Learning in Public

Sharing your progress publicly is a deliberate part of every DataTalks.Club zoomcamp. Posts you share earn leaderboard points and help build your portfolio.

For platform mechanics (link submission UI, link limits per submission type, misuse policy), see Course Management Platform: Learning in Public.

For where learning-in-public points fit on the leaderboard, see Leaderboard.

Why share publicly

As Alexey Grigorev explains in his Substack post, sharing publicly brings:

  • Reinforcement: explaining to others helps you internalize the material.
  • Accountability: public commitment keeps you consistent.
  • Feedback: others can correct your misunderstandings.
  • Networking: connect with like-minded people.
  • Portfolio: build a visible track record.
  • Opportunities: jobs and collaborations can find you.

Past graduates have used learning in public to land roles at major companies and to negotiate raises. One Data Engineering Zoomcamp participant, Michael, shared his homework on LinkedIn for learning-in-public credit and the result was an 11% raise.

How it works

After completing a unit, module, homework, or project:

  1. Write a short post about what you learned.
  2. Include the course hashtag (#dezoomcamp, #mlzoomcamp, #mlopszoomcamp, #llmzoomcamp, etc.).
  3. Tag DataTalks.Club and the lead instructor.
  4. Submit the post link through the course platform when submitting your homework, project, or peer review.

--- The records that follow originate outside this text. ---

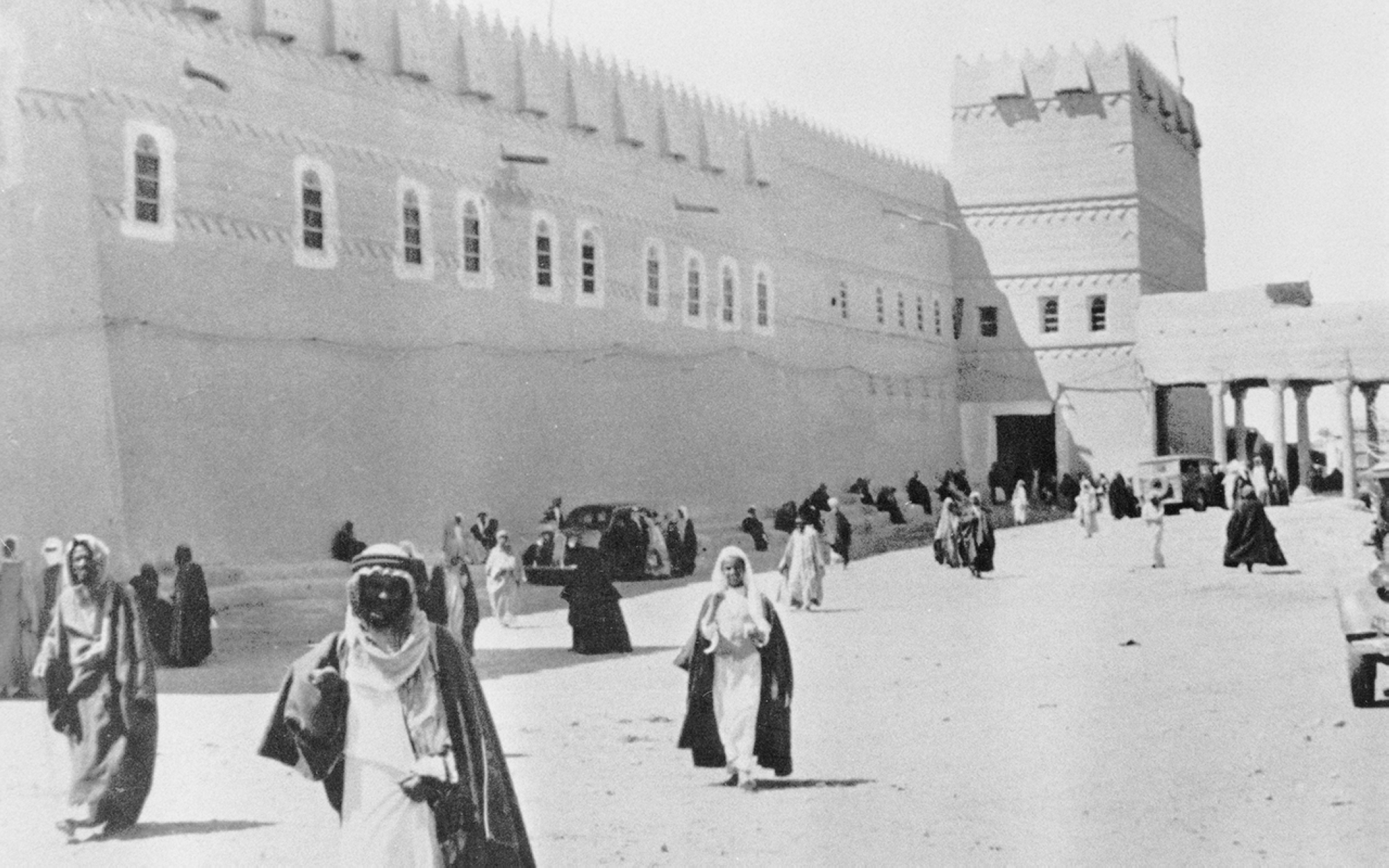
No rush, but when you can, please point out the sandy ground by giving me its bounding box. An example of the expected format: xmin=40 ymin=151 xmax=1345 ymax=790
xmin=0 ymin=500 xmax=1389 ymax=865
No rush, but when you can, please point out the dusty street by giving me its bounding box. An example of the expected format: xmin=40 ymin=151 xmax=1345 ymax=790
xmin=0 ymin=500 xmax=1389 ymax=865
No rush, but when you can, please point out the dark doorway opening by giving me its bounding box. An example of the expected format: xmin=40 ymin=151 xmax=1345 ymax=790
xmin=990 ymin=412 xmax=1056 ymax=496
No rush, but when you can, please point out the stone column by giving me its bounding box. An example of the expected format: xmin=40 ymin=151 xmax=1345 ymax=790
xmin=1333 ymin=379 xmax=1356 ymax=499
xmin=1206 ymin=381 xmax=1229 ymax=469
xmin=1229 ymin=385 xmax=1249 ymax=467
xmin=1293 ymin=383 xmax=1311 ymax=497
xmin=1360 ymin=383 xmax=1379 ymax=464
xmin=1268 ymin=379 xmax=1288 ymax=482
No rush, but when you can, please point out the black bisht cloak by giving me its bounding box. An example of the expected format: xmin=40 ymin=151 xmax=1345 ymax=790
xmin=560 ymin=546 xmax=632 ymax=654
xmin=675 ymin=599 xmax=792 ymax=778
xmin=260 ymin=625 xmax=535 ymax=868
xmin=1225 ymin=497 xmax=1288 ymax=567
xmin=169 ymin=561 xmax=213 ymax=667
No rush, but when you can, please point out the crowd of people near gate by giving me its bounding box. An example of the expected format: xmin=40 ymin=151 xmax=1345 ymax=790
xmin=10 ymin=465 xmax=1306 ymax=865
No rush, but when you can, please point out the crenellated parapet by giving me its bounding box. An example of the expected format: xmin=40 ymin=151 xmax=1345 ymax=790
xmin=951 ymin=44 xmax=1201 ymax=154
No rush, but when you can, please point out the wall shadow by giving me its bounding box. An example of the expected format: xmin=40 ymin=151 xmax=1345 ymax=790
xmin=472 ymin=644 xmax=681 ymax=681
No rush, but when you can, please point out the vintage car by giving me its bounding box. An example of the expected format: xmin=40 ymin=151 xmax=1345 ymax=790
xmin=526 ymin=503 xmax=671 ymax=585
xmin=1133 ymin=454 xmax=1220 ymax=515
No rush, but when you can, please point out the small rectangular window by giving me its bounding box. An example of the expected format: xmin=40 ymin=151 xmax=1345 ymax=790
xmin=1042 ymin=296 xmax=1061 ymax=335
xmin=979 ymin=304 xmax=999 ymax=337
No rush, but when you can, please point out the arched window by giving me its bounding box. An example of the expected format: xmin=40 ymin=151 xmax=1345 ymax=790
xmin=579 ymin=229 xmax=599 ymax=296
xmin=463 ymin=199 xmax=482 ymax=275
xmin=400 ymin=190 xmax=425 ymax=265
xmin=1090 ymin=296 xmax=1108 ymax=332
xmin=646 ymin=244 xmax=663 ymax=310
xmin=122 ymin=119 xmax=178 ymax=243
xmin=753 ymin=268 xmax=775 ymax=335
xmin=720 ymin=265 xmax=738 ymax=325
xmin=1042 ymin=296 xmax=1061 ymax=335
xmin=290 ymin=154 xmax=338 ymax=268
xmin=135 ymin=133 xmax=160 ymax=225
xmin=535 ymin=219 xmax=554 ymax=290
xmin=685 ymin=256 xmax=703 ymax=321
xmin=299 ymin=169 xmax=324 ymax=250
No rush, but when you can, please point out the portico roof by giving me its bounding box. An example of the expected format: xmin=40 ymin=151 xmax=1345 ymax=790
xmin=1135 ymin=283 xmax=1389 ymax=385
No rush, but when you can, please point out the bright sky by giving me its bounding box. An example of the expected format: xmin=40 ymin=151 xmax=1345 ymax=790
xmin=463 ymin=0 xmax=1389 ymax=301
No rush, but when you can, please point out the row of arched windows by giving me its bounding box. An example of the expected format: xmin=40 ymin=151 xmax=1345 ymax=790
xmin=122 ymin=121 xmax=774 ymax=333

Each accepted link earns 1 leaderboard point.

What to share

  • Your project work: architecture, dashboard, deployed model, screenshots.
  • Insights from each module: what you learned, how it changed your thinking.
  • Challenges you faced and how you solved them. Failure stories often resonate more than success stories.
  • Time spent vs results achieved.

Writing a good post

Templates are a starting point. The most engaging posts are personal.

Tell a story:

  • Why you are taking this course.
  • A specific challenge you overcame.
  • How this skill connects to your career.

Add your perspective:

  • What surprised you, what you found difficult.
  • A concept explained in your own words.
  • Your debugging process.

Show, don’t tell:

  • Screenshots of your work (pipelines, dashboards, code, deployed services).
  • A short screen recording of your project running.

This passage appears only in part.